With obligations for family and the Maple Leafs, Tavares said that “it’s extremely challenging to wrap your head around” the conditions laid out by Chinese officials and decision makers.
Tavares also noted that the strict stipulations, and the threat of not being able to leave on time, would impact the performances of the athletes involved.
“We want to go to the Olympic Games feeling good,” Tavares said. “Even though we know it’s going to be a different experience, you want to be feeling good about playing in the Olympic Games — not having something hanging over your head.”
It seems answers, or more likely amendments or exceptions, to the rules for NHL players are required in order for the chosen players to feel comfortable attending.
Already named to Team Canada, Alex Pietrangelo of the Vegas Golden Knights echoed Tavares’s sentiment Monday, saying that he won’t make a decision until clarity is given on several key matters.
He acknowledged that those conversations are beyond the players’ control.
“It’s between governments now and the (International Olympic Committee) and all that,” Pietrangelo said, via the Las Vegas Review-Journal. “We just get information as it comes.

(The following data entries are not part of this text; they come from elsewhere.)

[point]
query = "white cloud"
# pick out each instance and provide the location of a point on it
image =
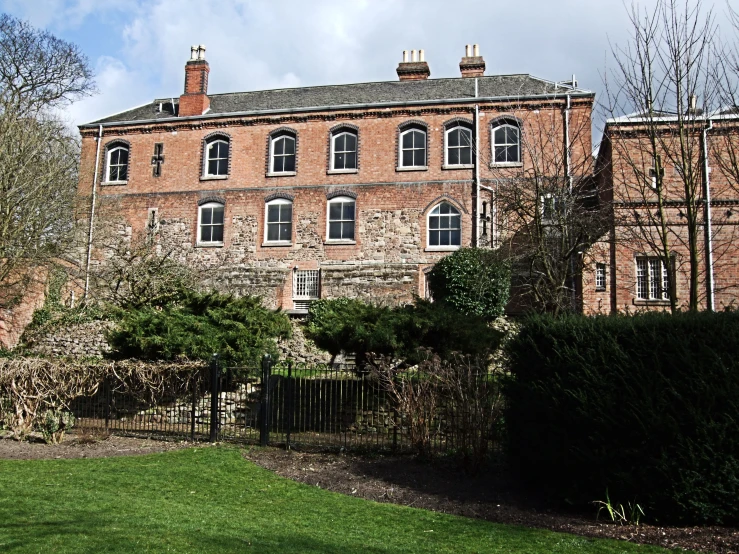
(119, 88)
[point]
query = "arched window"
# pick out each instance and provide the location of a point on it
(216, 157)
(344, 150)
(341, 216)
(279, 221)
(444, 226)
(412, 146)
(506, 144)
(117, 163)
(282, 153)
(458, 145)
(210, 223)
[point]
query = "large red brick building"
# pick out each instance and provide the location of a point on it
(341, 190)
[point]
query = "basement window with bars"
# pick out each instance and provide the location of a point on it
(600, 276)
(306, 288)
(652, 279)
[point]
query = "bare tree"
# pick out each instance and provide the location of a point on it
(38, 154)
(39, 71)
(658, 78)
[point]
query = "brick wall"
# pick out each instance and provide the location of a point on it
(391, 249)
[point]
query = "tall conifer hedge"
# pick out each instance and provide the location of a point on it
(644, 406)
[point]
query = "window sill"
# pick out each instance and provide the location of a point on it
(281, 243)
(336, 242)
(653, 302)
(493, 165)
(340, 171)
(441, 248)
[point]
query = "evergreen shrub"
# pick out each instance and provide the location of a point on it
(475, 281)
(351, 325)
(646, 407)
(201, 324)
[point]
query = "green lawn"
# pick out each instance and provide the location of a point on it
(212, 500)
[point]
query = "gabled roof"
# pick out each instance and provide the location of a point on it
(386, 93)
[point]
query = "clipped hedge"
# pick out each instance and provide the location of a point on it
(355, 326)
(645, 406)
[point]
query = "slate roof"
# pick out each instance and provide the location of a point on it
(361, 94)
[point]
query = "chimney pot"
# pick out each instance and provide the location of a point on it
(413, 67)
(472, 66)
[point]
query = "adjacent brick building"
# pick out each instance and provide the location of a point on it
(627, 271)
(343, 190)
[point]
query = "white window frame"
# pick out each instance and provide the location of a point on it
(505, 145)
(278, 202)
(600, 277)
(272, 142)
(114, 147)
(447, 147)
(657, 288)
(443, 247)
(412, 129)
(335, 200)
(334, 137)
(200, 242)
(207, 159)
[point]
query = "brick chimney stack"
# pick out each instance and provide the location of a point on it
(195, 100)
(472, 65)
(415, 69)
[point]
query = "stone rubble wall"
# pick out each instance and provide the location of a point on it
(79, 340)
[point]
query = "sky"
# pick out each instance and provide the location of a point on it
(138, 48)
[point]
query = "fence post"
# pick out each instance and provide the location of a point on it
(265, 408)
(215, 371)
(108, 399)
(289, 402)
(193, 407)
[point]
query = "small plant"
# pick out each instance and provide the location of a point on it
(54, 424)
(630, 514)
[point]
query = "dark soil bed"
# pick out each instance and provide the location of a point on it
(83, 446)
(443, 488)
(400, 480)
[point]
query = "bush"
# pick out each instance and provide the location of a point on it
(351, 325)
(54, 424)
(645, 407)
(240, 329)
(476, 281)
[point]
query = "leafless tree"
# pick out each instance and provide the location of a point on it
(38, 154)
(655, 124)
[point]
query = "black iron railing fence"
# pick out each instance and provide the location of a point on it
(285, 403)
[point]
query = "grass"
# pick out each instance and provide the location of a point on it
(212, 500)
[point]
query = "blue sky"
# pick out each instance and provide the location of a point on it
(139, 47)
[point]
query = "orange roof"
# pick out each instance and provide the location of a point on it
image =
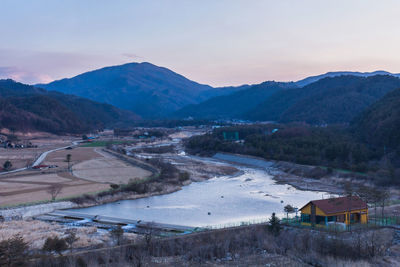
(339, 204)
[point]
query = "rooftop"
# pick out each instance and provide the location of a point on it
(339, 204)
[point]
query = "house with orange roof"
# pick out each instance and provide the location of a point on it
(347, 210)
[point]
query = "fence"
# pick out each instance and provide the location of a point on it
(296, 222)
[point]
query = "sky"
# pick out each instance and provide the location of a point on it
(216, 42)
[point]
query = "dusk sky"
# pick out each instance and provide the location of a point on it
(216, 42)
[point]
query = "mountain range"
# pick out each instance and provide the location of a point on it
(148, 90)
(155, 92)
(27, 108)
(329, 100)
(379, 124)
(120, 95)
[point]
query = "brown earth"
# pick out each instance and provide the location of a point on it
(92, 171)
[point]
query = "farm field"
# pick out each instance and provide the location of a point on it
(92, 171)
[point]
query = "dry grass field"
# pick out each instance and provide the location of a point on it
(92, 171)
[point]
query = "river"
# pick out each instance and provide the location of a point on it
(251, 196)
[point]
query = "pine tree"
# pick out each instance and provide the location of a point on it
(274, 225)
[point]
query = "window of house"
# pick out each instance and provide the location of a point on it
(305, 218)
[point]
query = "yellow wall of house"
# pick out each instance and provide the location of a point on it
(319, 212)
(307, 210)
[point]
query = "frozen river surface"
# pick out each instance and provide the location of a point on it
(250, 196)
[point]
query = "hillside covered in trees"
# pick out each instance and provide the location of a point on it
(330, 100)
(333, 147)
(27, 108)
(379, 125)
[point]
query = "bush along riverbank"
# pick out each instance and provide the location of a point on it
(332, 149)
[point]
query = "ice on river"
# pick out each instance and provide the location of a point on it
(251, 196)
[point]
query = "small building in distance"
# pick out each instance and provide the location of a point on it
(346, 210)
(230, 136)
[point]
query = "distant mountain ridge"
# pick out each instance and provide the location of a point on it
(146, 89)
(312, 79)
(379, 124)
(330, 100)
(234, 105)
(27, 108)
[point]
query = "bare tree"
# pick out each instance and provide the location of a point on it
(7, 165)
(71, 237)
(288, 209)
(117, 234)
(68, 159)
(54, 190)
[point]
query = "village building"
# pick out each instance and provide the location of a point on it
(346, 210)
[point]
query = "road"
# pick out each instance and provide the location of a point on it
(41, 158)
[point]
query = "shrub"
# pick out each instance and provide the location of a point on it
(55, 244)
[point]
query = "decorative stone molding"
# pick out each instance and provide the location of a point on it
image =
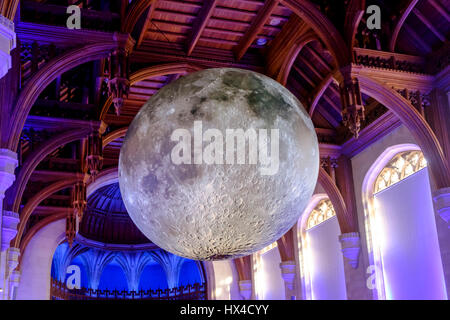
(288, 273)
(8, 163)
(12, 259)
(10, 220)
(7, 44)
(14, 280)
(442, 203)
(350, 243)
(245, 289)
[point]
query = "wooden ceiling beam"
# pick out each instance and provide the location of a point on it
(255, 28)
(331, 103)
(428, 24)
(147, 22)
(401, 22)
(324, 112)
(317, 94)
(320, 58)
(440, 9)
(304, 76)
(311, 67)
(417, 38)
(200, 24)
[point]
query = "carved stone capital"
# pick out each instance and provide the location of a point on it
(441, 199)
(350, 244)
(10, 220)
(8, 163)
(12, 259)
(7, 44)
(245, 289)
(288, 273)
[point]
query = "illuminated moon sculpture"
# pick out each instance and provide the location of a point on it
(218, 164)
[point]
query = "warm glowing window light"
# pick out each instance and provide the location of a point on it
(268, 248)
(322, 212)
(401, 166)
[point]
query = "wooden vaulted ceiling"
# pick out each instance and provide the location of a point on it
(236, 33)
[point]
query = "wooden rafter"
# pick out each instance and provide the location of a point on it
(331, 103)
(417, 38)
(440, 9)
(200, 24)
(317, 94)
(429, 25)
(258, 24)
(304, 76)
(324, 112)
(400, 23)
(311, 67)
(147, 22)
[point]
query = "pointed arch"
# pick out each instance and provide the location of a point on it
(18, 188)
(155, 71)
(323, 27)
(44, 78)
(38, 198)
(416, 124)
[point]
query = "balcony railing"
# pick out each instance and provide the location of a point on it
(59, 291)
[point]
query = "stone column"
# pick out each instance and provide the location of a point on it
(12, 276)
(355, 275)
(288, 274)
(441, 199)
(245, 289)
(8, 220)
(7, 44)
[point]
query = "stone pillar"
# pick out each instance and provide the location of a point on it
(7, 44)
(288, 274)
(355, 275)
(441, 200)
(245, 289)
(12, 276)
(8, 220)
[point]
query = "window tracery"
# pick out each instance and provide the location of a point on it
(400, 167)
(322, 212)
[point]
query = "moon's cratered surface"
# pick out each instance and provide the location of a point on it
(207, 210)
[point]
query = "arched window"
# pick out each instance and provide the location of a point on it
(320, 256)
(322, 212)
(400, 227)
(400, 167)
(269, 284)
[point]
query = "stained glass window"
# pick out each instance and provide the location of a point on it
(401, 166)
(322, 212)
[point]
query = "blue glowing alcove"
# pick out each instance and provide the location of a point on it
(113, 278)
(153, 277)
(190, 273)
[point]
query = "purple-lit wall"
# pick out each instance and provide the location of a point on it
(325, 262)
(409, 247)
(273, 286)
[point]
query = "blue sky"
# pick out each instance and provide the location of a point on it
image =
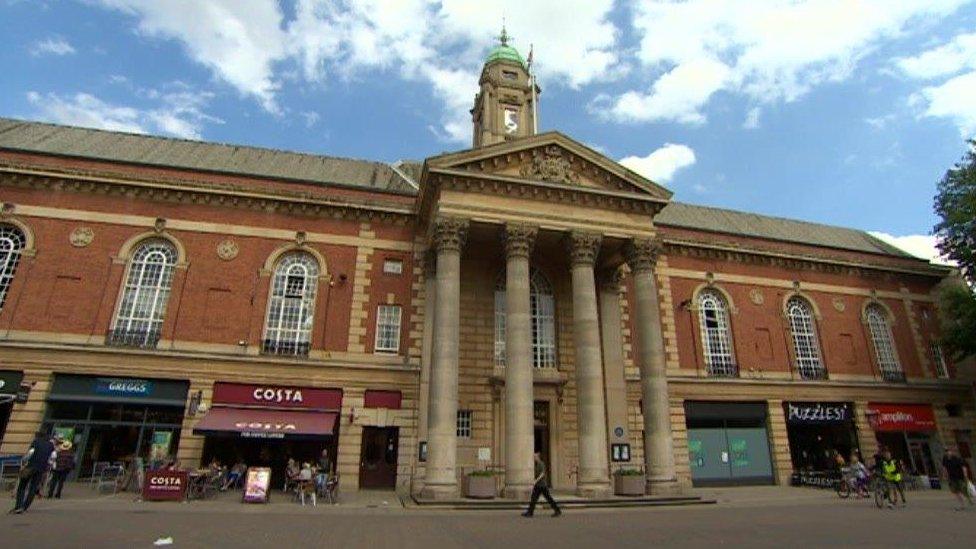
(841, 112)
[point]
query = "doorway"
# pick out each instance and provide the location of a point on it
(378, 462)
(540, 414)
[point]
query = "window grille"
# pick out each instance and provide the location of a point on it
(542, 306)
(883, 348)
(387, 329)
(291, 306)
(142, 309)
(12, 243)
(941, 369)
(716, 336)
(464, 424)
(806, 348)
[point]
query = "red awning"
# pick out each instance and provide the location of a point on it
(266, 423)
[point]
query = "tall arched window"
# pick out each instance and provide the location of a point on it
(713, 318)
(806, 347)
(142, 309)
(12, 243)
(884, 349)
(291, 305)
(543, 310)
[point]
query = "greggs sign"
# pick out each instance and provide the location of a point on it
(901, 417)
(277, 396)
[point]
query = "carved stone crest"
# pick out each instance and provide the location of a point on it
(81, 237)
(756, 296)
(550, 164)
(227, 250)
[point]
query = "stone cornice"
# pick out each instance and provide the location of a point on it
(195, 192)
(688, 248)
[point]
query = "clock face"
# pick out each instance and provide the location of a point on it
(511, 120)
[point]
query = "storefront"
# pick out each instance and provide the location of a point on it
(116, 419)
(728, 443)
(909, 431)
(265, 425)
(9, 385)
(818, 432)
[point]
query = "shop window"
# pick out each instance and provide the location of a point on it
(806, 347)
(464, 424)
(542, 306)
(716, 335)
(884, 350)
(291, 305)
(12, 242)
(940, 366)
(387, 329)
(142, 308)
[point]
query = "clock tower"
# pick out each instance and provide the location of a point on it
(505, 107)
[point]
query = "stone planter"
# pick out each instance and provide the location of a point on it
(479, 487)
(629, 485)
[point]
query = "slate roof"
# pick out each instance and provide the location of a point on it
(149, 150)
(688, 216)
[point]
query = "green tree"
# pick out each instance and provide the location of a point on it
(956, 205)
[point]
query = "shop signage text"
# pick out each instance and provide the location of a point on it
(817, 412)
(273, 396)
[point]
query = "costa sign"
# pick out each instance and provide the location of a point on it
(901, 417)
(817, 412)
(277, 396)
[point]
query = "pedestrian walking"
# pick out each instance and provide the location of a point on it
(541, 488)
(32, 469)
(960, 478)
(64, 463)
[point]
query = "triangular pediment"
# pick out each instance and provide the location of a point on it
(550, 158)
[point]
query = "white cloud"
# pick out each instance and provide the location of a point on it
(660, 165)
(179, 113)
(51, 46)
(919, 245)
(776, 50)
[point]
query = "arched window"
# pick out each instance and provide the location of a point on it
(884, 349)
(542, 306)
(12, 243)
(806, 347)
(713, 318)
(142, 309)
(291, 305)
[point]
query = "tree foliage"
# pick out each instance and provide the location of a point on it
(957, 318)
(956, 205)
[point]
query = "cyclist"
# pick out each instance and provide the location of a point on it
(891, 469)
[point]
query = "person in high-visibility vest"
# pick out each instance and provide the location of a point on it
(891, 469)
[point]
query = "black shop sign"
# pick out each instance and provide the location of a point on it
(820, 413)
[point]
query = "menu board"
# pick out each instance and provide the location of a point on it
(256, 484)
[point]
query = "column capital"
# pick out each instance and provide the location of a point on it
(519, 239)
(642, 253)
(583, 247)
(449, 233)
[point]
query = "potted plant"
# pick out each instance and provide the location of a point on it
(480, 484)
(629, 482)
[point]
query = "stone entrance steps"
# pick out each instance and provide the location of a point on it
(566, 502)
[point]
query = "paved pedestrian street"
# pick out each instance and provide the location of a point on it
(769, 517)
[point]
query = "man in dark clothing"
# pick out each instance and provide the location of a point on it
(541, 488)
(33, 467)
(958, 474)
(63, 464)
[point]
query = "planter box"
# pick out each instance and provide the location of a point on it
(479, 487)
(629, 485)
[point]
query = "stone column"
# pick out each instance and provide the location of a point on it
(613, 357)
(594, 480)
(658, 447)
(519, 428)
(440, 481)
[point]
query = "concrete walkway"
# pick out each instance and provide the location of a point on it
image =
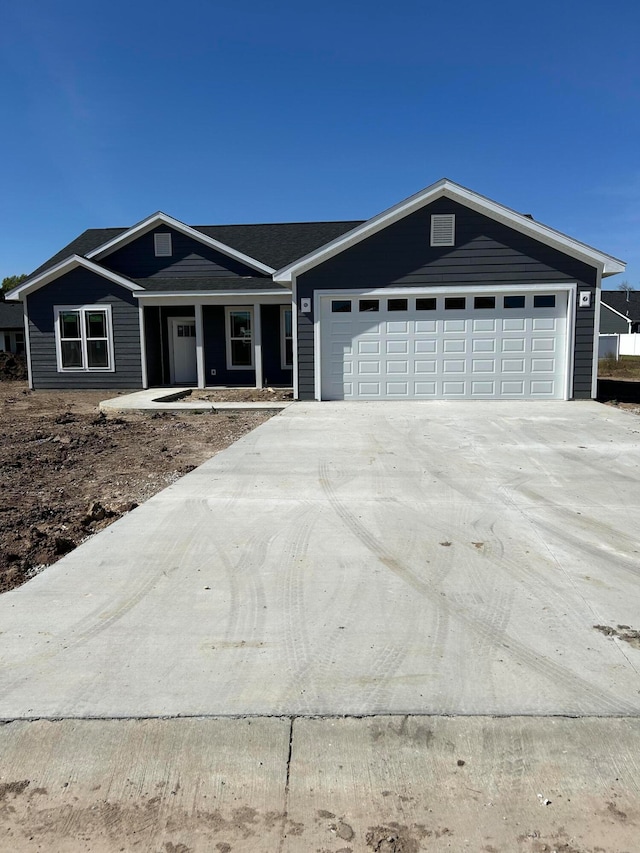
(356, 559)
(170, 400)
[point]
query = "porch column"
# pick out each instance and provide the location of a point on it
(143, 348)
(200, 346)
(257, 344)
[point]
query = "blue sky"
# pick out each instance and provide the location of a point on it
(287, 111)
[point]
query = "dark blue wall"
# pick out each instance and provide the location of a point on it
(81, 287)
(190, 259)
(486, 253)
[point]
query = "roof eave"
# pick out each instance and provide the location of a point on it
(446, 188)
(159, 217)
(64, 267)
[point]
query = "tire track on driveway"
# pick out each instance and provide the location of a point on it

We’ll make a decision as a group once we have all the information and we’re just kind of waiting for that information.”
A father of four, Pietrangelo also raised the question of whether spending upwards of a month in quarantine was worth the opportunity to win another gold medal.
“That’s a long time being away from my family,” he said. “I’m not going to make a decision until we get all the answers, because those are kind of hard to come by right now. So, we’re all kind of sitting and waiting.”
In accordance to Chinese law, two negative COVID-19 tests administered more than 24 hours apart would free an individual from mandated quarantine.
NHL players have until Jan. 10 to make a decision on whether or not to attend the Games.